NI UN SECOURS, NI UN PRIVILEGE

UN DROIT !
 

 

Aujourd’hui, la retraite est un système par répartition qui repose sur la solidarité entre les générations.

L’allongement de la durée de vie justifierait l’allongement du temps de travail ?

La durée de vie, hors travail, n’a jamais cessé d’augmenter, et la durée du travail de baisser. Le travail des enfants a reculé pour faire place aux études. Et, depuis 1945, l’espérance de vie a augmenté sans remettre en cause la capacité de croissance de notre pays.

Les patrons ont toujours eu une profonde aversion pour la protection sociale. Loin d’être un frein pour l’économie, la protection sociale de haut niveau est un moteur pour la croissance. Dans la crise que nous traversons, les pays qui ont le mieux résisté sont ceux où la protection sociale est la plus développée.

 

 

REMISE EN CAUSE DE L’AGE DE LA RETRAITE

 

La réforme engagée en Allemagne repousse l’âge de la retraite de 65 à 67 ans. Or, en 2005, seulement 17% des salariés allemands occupaient un emploi avant de partir à la retraite.

En France, l’âge de la retraite est remis en cause par l’allongement des durées de cotisation. Le salarié n’a le choix qu’entre une pension réduite ou la poursuite de son activité, s’il a encore un emploi au moment des ses 60 ans.

Ce n’est plus le cas pour 2 salariés sur 3. A la Mairie de Paris, le culte du ‘jeunisme’ pousse les Directions à demander aux quinquas de faire jouer leur droit à la mobilité. Lors des réorganisations de service, les + de 50 ans sont les premiers priés de se trouver un poste ailleurs.

Repousser l’âge de la retraite reviendrait à laisser au RSA tous les salariés qui ont été mis au chômage.

On maintiendrait les gens dans une situation de précarité/insécurité, ce qui alourdirait les dépenses sociales sans générer de recettes supplémentaires pour les retraites.
Pour palier au faible montant des pensions versées, le gouvernement présente comme une liberté le cumul emploi / retraite.

 

 

REVENDICATIONS CGT

 

  1. Prendre en compte dans la durée des cotisations les années d’étude et les années de précarité subie.

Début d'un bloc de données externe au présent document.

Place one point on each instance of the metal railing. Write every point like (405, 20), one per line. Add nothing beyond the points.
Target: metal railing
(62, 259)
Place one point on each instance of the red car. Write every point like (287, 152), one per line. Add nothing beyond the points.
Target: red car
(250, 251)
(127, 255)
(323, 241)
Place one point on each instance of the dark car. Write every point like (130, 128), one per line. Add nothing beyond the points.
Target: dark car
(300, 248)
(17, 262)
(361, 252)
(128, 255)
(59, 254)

  2. 75% du revenu net d’activité pour une carrière complète, avec intégration des primes dans le salaire.

  3. Le revenu de retraite ne doit pas être inférieur au SMIC pour une carrière complète.

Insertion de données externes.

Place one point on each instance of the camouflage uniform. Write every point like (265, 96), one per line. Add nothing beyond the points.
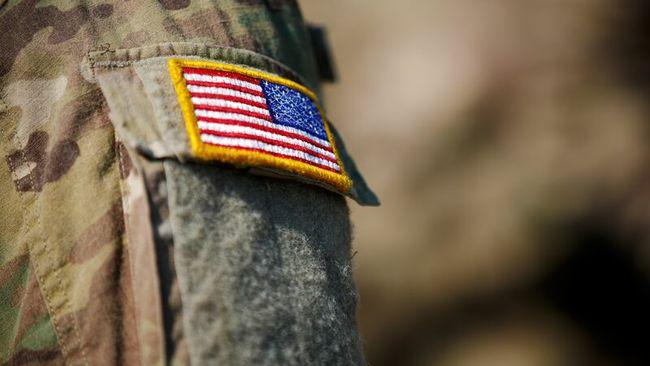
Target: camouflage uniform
(116, 250)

  4. Indexer les pensions sur les salaires et pas sur les prix pour bénéficier des revenus de la croissance.

  5. La pénibilité qui diminue ‘espérance de vie doit être prise en compte

 

 

COMMENT FINANCER

 

En 2000, la France comptait 12 millions de personnes de plus de 60 ans. Aujourd’hui, la France en compte pas loin de 15 millions. Il faut donc consacrer aux futurs retraités environ 14 points de PIB.

 

Où trouver l’argent ?

  1. Elargir l’assiette des cotisations

  2. Faire contribuer les revenus financiers

 

En 2009, la Cour des comptes évaluait à 10 milliards d’euros le manque à gagner pour nos caisses de protection sociale.

 

 

TROUVER 10 MILLIARDS D’EUROS ?

 

  • 1 million d’emplois en plus c’est 5 milliards de cotisations pour les retraites.

  • Le bouclier fiscal c’est 15 milliards d’euros.

  • Le Montant des exonérations sociales en 2008 c’est 30,7 milliards d’euros.

  • Montant des niches fiscales et sociales en 2005, c’est 54,8 milliards d’euros soit 3% du PIB.

 

 

LA MAISON COMMUNE DES RETRAITES

 

La CGT propose d’édifier une maison commune des retraites pour solidariser l’ensemble des régimes des salariés au lieu de les opposer, et promouvoir un socle commun de droits et de garanties.

La CGT propose que la gouvernance de cette maison commune des retraites soit confiée à des représentants des salariés, élus par eux.